Но сколько бы ни бурлила жизнь в мире моей души, все же порой я тоскую по самой заурядной реальности: нерастраченные чувства скучают без дела. Прежде всего, я должен слышать и видеть, не то органы чувств, в силу давней привычки, заработают сами и начнут своевольничать.
И вот, не успел я вымолвить свое желание, как оно тут же исполнилось. На поле под моими окнами началось что-то вроде парада войск. Впереди шла пехота; люди несли металлические трубки, те, что при зажигании выбрасывают в воздух газы с частицами свинца. Издали солдаты виднелись черточками, расщепленными книзу. Затем выступили кентавры – этакие подвижные сращения человека с четвероногим животным, словом, конница. Когда скачет одинокий кавалерист, конь подобен лодке, колыхающейся на волнах, а всадник в одно и то же время и гребец и рулевой. Но если выступает весь эскадрон сомкнутым строем, тогда перед тобой – крупная силовая фигура, воздействующая на тебя всей мощью нескольких сот лошадиных сил.
Самое могучее впечатление, однако, производит артиллерия, особенно когда она мчится во весь опор так, что под ней дрожит земля, а у меня над головой качается и дребезжит лампа, потом, заняв огневую позицию, орудия дают залп, и тут сам собой стихает звон у меня в ушах. Поначалу, пока не привык, я воспринимал весь этот спектакль как род насилия над собой, но спустя всего несколько дней пальба уже стала казаться мне спасительным средством: по крайней мере, залпы не давали мне уснуть в моей непробудной тиши. И, огражденный от этих военных игрищ необходимой дистанцией, я стал смотреть на них как на пьесы, разыгрываемые для моего удовольствия.
* * *
Вечера все длиннее, длиннее, но я знаю по опыту, что нельзя выйти, пройтись, потому что улицы, парки полны грустных людей, которым не удалось уехать в деревню. И коль скоро счастливцы, те, что побогаче, оставили самые прекрасные кварталы города, отовсюду повыползала окраинная беднота и захватила опустевшие места. От этого город обрел такой вид, словно в нем происходил мятеж или, может быть, вторжение чужестранцев, и поскольку красота – спутница богатства, зрелище это не из приятных.

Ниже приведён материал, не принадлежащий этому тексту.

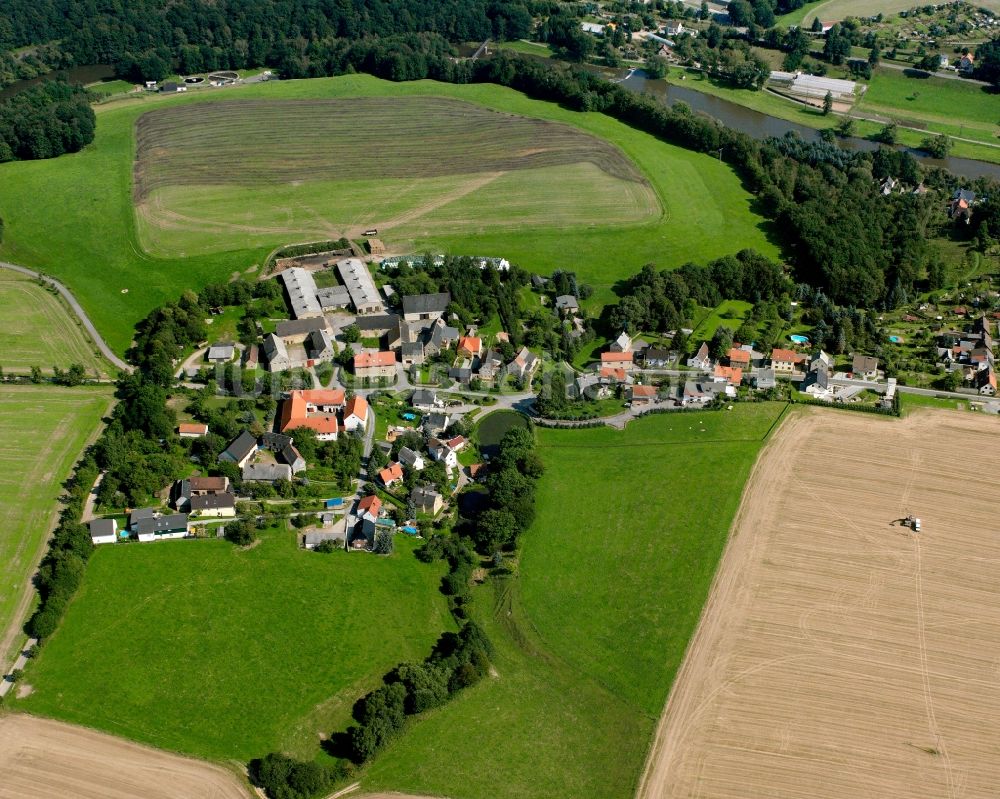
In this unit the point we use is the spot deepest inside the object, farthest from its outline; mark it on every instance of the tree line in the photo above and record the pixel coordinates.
(45, 121)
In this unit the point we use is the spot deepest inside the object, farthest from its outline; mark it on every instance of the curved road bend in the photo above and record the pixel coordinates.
(67, 295)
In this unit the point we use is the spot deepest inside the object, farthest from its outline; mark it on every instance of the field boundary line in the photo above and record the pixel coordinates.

Однажды воскресным вечером, полагая и себя в одном стане с неудачливыми бедняками, я решил, наконец, вырваться из дома и прогуляться по городу в карете, чтобы посмотреть на людей.

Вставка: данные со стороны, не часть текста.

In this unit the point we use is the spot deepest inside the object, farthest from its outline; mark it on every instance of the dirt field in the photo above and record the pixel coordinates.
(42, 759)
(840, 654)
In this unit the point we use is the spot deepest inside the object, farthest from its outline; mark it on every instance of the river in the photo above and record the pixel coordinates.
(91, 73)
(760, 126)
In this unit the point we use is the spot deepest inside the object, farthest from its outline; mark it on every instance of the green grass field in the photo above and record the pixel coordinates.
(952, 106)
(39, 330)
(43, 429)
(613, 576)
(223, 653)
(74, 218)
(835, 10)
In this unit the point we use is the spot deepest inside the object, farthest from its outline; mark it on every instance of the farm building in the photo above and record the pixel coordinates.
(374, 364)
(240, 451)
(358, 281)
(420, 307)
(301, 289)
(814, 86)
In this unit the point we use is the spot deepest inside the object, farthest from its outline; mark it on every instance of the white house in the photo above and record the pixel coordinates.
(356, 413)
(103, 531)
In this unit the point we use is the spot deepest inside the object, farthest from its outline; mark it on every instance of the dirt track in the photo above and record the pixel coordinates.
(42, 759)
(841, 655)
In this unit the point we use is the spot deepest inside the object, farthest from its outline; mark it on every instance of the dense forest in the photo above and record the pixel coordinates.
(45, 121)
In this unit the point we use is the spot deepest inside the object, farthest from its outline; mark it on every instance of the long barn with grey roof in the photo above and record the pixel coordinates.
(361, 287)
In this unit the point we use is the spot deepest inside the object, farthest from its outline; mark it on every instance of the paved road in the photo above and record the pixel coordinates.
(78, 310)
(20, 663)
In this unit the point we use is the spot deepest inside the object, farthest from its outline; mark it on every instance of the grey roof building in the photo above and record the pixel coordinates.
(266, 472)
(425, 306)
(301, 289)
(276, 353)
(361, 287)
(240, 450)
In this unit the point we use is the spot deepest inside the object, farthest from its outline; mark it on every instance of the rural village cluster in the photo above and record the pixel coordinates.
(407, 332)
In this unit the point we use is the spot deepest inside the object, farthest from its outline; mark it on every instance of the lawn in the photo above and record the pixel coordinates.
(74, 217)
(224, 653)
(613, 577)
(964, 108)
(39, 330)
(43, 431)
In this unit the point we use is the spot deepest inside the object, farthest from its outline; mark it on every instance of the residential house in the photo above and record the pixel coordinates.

Кучер как будто был трезв, но что-то не совсем обычное лице насторожило меня. Он поехал прямо по Страндвеген, и я заметил, что слева сюда вдруг хлынул откуда-то поток людей, хоть взгляд мой все время и был обращен вправо – на залив, его острова и шхеры, на синеющие вдали вершины гор.

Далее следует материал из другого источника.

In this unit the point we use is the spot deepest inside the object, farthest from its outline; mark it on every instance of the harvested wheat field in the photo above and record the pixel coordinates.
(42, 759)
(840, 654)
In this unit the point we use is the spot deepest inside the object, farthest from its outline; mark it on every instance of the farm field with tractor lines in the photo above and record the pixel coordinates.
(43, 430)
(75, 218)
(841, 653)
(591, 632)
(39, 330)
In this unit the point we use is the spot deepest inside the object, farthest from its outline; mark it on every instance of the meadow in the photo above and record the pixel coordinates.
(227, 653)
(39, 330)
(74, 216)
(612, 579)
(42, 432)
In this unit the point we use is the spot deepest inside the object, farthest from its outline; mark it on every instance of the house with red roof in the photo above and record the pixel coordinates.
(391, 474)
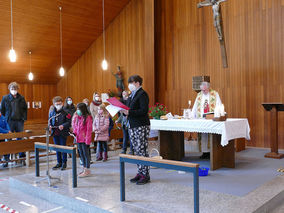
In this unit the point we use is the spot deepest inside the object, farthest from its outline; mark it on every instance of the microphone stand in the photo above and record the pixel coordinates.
(48, 177)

Вдруг произошло нечто такое, что мигом отвлекло на себя внимание и мое и возницы. Большая взъерошенная дворняга, похожая на жирного волка, пытающегося выдать себя за овцу, с низким лбом, злобными глазками и такая грязная, что трудно было сказать, какой она масти, увязалась за нашей коляской и временами пыталась вскочить на козлы. Однажды ей даже это удалось, но кучер пинком столкнул ее вниз.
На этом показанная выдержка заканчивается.